Nós, fiéis seguidores do Furacao.com (e agora mais fiéis ainda, diante da concorrência apresentada), fomos agraciados com texto da lavra do ilustre atleticano Mauro Holzmann que, por anos, dedicou-se brilhantemente à causa atleticana.
Porém, contudo, todavia e entretanto (adoro!), não há como concordar com a integralidade da mensagem enviada pelo nobre torcedor.
Disse o articulista que nosso Furacão padece de uma espécie de ‘excesso de cornetagem congênita’, que causaria uma influência direta na atuação de diversos jogadores que por aqui passaram.
Cita alguns, especificamente: Cristian, Jorge Henrique, Viáfara e Edno.
E o ponto nevrálgico de minha discordância quanto ao ponto de vista apresentado se situa, justamente, na pouca (ou nenhuma) influência, que nós, corneteiros convictos, possuímos na escalação do time. E isso desde sempre.
Evidente que, por mais fraco que sopre o vento, sempre forma uma marolinha. Só que, tal fenômeno jamais foi capaz de atingir a convicção dos enraízados treinadores que aqui já desempenharam suas atividades.
Ou seja, o que quero dizer é que se, por muitas vezes, houve má aproveitamento do material humano disponibilizado, foi por única e exclusiva incompetência daqueles que, à época, eram quem distribuíam as camisas no CAP.
Usemos o exemplo do Edno. Quem não se lembra de que era ele subutilizado, tal qual Wesley o é hoje, na lateral, ao invés da sua posição original, como meia-atacante.
O fato é que, sofremos muito em mãos inábeis.

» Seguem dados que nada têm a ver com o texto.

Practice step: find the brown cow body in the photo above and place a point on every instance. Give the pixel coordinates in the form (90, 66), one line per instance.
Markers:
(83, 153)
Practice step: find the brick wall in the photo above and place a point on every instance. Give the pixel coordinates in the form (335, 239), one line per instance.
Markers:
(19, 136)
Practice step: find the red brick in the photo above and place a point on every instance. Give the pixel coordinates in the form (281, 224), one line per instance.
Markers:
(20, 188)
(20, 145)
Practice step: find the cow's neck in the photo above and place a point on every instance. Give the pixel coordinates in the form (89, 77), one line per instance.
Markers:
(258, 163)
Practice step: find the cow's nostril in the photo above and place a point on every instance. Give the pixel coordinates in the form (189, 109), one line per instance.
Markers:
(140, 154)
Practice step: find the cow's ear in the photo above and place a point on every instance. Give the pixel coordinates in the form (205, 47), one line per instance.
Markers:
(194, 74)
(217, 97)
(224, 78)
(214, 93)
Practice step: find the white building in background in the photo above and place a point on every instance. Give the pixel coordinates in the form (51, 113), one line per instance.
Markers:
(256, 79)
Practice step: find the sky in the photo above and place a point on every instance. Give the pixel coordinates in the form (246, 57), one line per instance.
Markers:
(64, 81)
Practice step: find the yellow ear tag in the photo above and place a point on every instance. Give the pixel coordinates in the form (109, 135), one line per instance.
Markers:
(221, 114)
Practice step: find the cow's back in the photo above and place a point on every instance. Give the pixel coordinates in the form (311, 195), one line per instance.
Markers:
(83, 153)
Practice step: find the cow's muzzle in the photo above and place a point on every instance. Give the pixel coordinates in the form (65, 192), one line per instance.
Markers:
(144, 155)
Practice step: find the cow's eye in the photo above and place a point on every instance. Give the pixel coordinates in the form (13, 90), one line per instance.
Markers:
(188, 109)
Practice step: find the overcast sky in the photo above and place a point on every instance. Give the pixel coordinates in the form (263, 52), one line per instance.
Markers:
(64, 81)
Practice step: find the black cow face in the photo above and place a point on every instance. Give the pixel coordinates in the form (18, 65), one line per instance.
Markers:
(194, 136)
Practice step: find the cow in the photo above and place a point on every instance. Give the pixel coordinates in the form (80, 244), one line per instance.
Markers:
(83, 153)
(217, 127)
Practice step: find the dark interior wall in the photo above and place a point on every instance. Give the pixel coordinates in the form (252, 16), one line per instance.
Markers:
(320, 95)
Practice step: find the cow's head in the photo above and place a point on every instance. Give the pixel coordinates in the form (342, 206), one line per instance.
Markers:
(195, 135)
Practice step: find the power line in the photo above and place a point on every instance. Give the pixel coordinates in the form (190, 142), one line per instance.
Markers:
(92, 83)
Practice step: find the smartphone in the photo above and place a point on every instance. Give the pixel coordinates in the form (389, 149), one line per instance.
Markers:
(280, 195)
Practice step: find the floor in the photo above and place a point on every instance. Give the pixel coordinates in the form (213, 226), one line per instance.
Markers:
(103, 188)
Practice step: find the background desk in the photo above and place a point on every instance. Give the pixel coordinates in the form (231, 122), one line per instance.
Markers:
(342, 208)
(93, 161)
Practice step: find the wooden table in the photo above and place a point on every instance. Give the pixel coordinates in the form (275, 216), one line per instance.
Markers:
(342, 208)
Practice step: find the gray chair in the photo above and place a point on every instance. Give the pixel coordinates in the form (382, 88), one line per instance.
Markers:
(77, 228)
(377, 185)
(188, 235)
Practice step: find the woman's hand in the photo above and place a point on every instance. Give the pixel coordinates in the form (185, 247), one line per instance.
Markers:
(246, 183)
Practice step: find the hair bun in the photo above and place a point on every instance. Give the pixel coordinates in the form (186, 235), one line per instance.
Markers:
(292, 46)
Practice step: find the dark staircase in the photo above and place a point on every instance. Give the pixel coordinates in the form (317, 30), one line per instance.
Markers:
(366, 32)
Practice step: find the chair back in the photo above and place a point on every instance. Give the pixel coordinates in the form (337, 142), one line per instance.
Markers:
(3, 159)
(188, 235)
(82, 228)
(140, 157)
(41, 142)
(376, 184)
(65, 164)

Não quero, aqui, tecer crítica alguma quanto à escolha deste ou daquele treinador, sabedor que sou da dificuldade crescente em localizar boas e viáveis opções.
Só não posso deixar de me manifestar quanto ao equívoco cometido por um membro de tão alta estirpe, ‘data maxima venia’.
É duro, meu caro Mauro, ver nosso Furacão maltrado em mãos que, além de pouco competentes, às vezes se mostram mal-intencionadas.
É sofrido olhar para a atual escalação do Atlético e ver um Chico e um Rafael Miranda, além de um Alex Mineiro cansado de guerra.
É angustiante olhar para o banco e ver Raul, Wallyson, Fransérgio, Pimba e Patrick babando de vontade para ajudar.